A few thoughts on the conundrum of budget nutrition…
As a student myself I can understand how fuelling your body can be expensive, time consuming and at the best of times boring! However, as a running fanatic, I can also relate to how imperative it is to make a conscious effort to look after our bodies in order to be able to improve
fitness and stay healthy (or as healthy as a student can be!). I am guilty of the student diet of pure carbohydrates at times but I have gained a fair amount of useful insight into how to improve this over the years.
Cutting Nutrition Costs While Maintaining Quality
Firstly to combat the cost. While I can quite confidently say that every student will have found the ‘reduced’ section in their local supermarket, I would encourage all those on a budget to stick to their shopping list- as from my experience, the impulse purchases that often stem from what appears to be a good offer can start to rack up the cost very quickly. A good shopping list includes planned meals for each night (for cheap meal ideas there are some fantastic recipes available for free on https://www.bbcgoodfood.com) and basics for lunch and breakfast to keep the cost down.
A good shopping list includes planned meals for each night.
Your breakfast is a good opportunity to get some fibre into your diet- either brown toast or a fibre-rich cereal such as wheetabix would be great for this. However I would encourage you not to get drawn into buying big brands for any of your food. Supermarket own-branded food often tastes exactly the same… you might even like it more. For lunch the go-to has to be sandwiches- they’re cheap and don’t require much time out of a hectic schedule. However, sandwiches can be made into a cheap source of protein by adding tuna or egg mayo as a filling. Also, don’t forget brown bread has a higher protein content.
To tackle the time restraint on cooking dinner definitely get organised and batch cook.
To tackle the time restraint on cooking dinner definitely get organised and batch cook. There’s no need to eat the same meal four nights straight either as most meals will freeze for another week. To make cheap pasta meals a bit healthier, consider adding frozen veg (particularly spinach is great if your not a vegetable fan because it has a high iron content but cooks down to have no real taste).
One delivery service which doesn’t have this issue is ASDA, who only have a minimum spend of £25.

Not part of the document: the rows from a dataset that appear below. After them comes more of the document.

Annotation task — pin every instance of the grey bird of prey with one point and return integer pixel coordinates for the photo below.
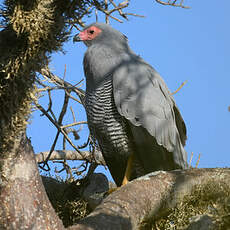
(129, 108)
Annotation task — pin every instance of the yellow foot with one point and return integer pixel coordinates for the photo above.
(112, 190)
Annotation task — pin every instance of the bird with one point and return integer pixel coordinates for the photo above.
(130, 110)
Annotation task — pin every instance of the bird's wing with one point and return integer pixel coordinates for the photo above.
(142, 97)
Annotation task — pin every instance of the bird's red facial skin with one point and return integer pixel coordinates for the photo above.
(90, 33)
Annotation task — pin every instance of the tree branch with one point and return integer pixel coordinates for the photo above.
(150, 196)
(173, 3)
(95, 157)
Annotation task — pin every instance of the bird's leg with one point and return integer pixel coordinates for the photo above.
(128, 170)
(127, 174)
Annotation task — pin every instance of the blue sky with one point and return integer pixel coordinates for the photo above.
(181, 45)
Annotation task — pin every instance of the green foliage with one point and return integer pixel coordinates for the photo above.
(212, 199)
(66, 199)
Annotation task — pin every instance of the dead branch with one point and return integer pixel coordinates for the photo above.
(173, 3)
(147, 197)
(95, 157)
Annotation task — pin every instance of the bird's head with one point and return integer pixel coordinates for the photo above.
(99, 33)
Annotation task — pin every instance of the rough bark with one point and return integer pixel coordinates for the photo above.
(24, 203)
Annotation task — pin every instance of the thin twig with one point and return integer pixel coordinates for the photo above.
(169, 3)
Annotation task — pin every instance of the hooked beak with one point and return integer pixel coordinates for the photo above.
(77, 38)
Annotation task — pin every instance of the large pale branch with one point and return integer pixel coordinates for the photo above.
(95, 157)
(149, 196)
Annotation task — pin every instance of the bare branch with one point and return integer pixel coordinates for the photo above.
(173, 3)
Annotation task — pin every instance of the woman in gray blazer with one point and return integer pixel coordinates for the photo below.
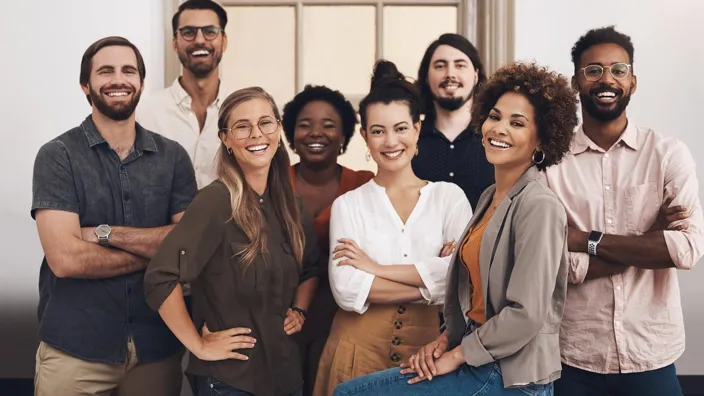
(507, 285)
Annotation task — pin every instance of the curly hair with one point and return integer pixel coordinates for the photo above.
(553, 100)
(604, 35)
(313, 93)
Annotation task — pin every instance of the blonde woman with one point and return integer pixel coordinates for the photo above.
(243, 248)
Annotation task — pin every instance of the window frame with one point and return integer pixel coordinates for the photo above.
(488, 24)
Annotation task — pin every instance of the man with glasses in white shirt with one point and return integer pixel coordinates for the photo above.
(187, 111)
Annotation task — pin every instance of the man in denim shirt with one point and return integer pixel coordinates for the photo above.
(104, 196)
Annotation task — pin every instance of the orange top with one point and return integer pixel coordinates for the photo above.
(349, 180)
(469, 254)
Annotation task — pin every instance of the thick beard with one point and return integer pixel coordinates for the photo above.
(604, 115)
(452, 104)
(117, 113)
(200, 69)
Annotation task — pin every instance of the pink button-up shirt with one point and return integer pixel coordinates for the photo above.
(630, 322)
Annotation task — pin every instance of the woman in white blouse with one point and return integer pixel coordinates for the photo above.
(390, 244)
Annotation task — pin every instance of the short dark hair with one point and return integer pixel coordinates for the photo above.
(389, 85)
(604, 35)
(200, 5)
(87, 60)
(553, 100)
(313, 93)
(458, 42)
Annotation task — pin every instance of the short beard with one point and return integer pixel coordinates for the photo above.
(118, 113)
(592, 108)
(452, 104)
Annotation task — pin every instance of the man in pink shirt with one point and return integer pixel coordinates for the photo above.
(632, 201)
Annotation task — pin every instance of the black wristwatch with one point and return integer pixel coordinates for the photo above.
(593, 241)
(301, 311)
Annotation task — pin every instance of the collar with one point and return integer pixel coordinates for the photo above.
(182, 97)
(143, 141)
(581, 141)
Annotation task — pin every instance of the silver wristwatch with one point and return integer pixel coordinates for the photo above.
(103, 233)
(593, 241)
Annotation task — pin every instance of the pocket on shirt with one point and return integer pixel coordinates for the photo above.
(642, 205)
(157, 201)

Another way to reduce time spent on your nutrition is to online shop. Not only does this tend to bring the cost down, as you’re less likely to impulse buy, but also this saves you the effort of having to take a bus or even use up petrol in your car by going to the supermarket. Having tried many different online supermarkets, I have found the biggest problem to be the minimum spend. Unfortunately the majority of supermarkets require a minimum spend of £40 to deliver, which is a crazy amount of food unless you are shopping for multiple people! One delivery service which doesn’t have this issue is ASDA, who only have a minimum spend of £25. However, my favourite place to buy groceries is actually amazon! Amazon now offer a service called amazon fresh which has a huge variety of food from basic groceries to fresh food from local producers. The service does have a minimum spend of £40 and you do have to have an amazon prime account (so for some ASDA or a similar supermarket may be a more efficient option), however I prefer it for the variety of fresh and healthy food available.
To conclude, a tight budget needn’t exclude a healthier diet. With a little planning and organisation you can feed your body for performance, to ultimately see the results you have been training for. Therefore to all student athletes I wish you the best of luck with both your running and your budget!